Square is rolling out ChatGPT and Claude plugins that let customers order food directly from these AI chatbots. Restaurants get immediate access without needing developers or technical setup. The integration works by tapping into Square's existing restaurant network, making discovery and checkout seamless within the chat interfaces.

The real angle here: Square drops its marketplace commission fees entirely. Restaurants typically pay hefty cuts to platforms like DoorDash and Uber Eats. This removes that layer. But Square still collects its standard online payment processing fees of 3.3% plus $0.30 or 2.9% plus $0.30 per transaction, depending on which merchant plan the restaurant uses.

The appeal splits cleanly. For consumers, ordering becomes frictionless. Instead of opening an app, searching, navigating menus, restaurants solve the discovery problem by living inside AI tools people already use. For restaurants, the pitch is economic relief.
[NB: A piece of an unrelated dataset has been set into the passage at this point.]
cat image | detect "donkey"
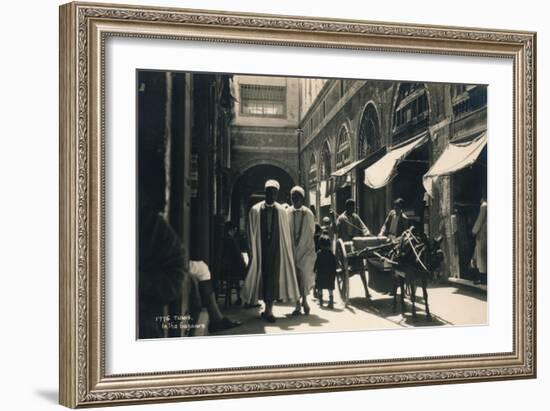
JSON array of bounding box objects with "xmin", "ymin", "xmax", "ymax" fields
[{"xmin": 389, "ymin": 226, "xmax": 444, "ymax": 320}]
Marketplace commissions run 15% to 30%. Square's fee structure undercuts that dramatically, even with payment processing costs included.

Square pulls restaurant data directly from its platform into the AI plugins, so no restaurants need to set up new systems or APIs. This low-friction onboarding matters. Adoption barriers disappear. A small restaurant operator can enable AI ordering with a few clicks, not months of engineering work.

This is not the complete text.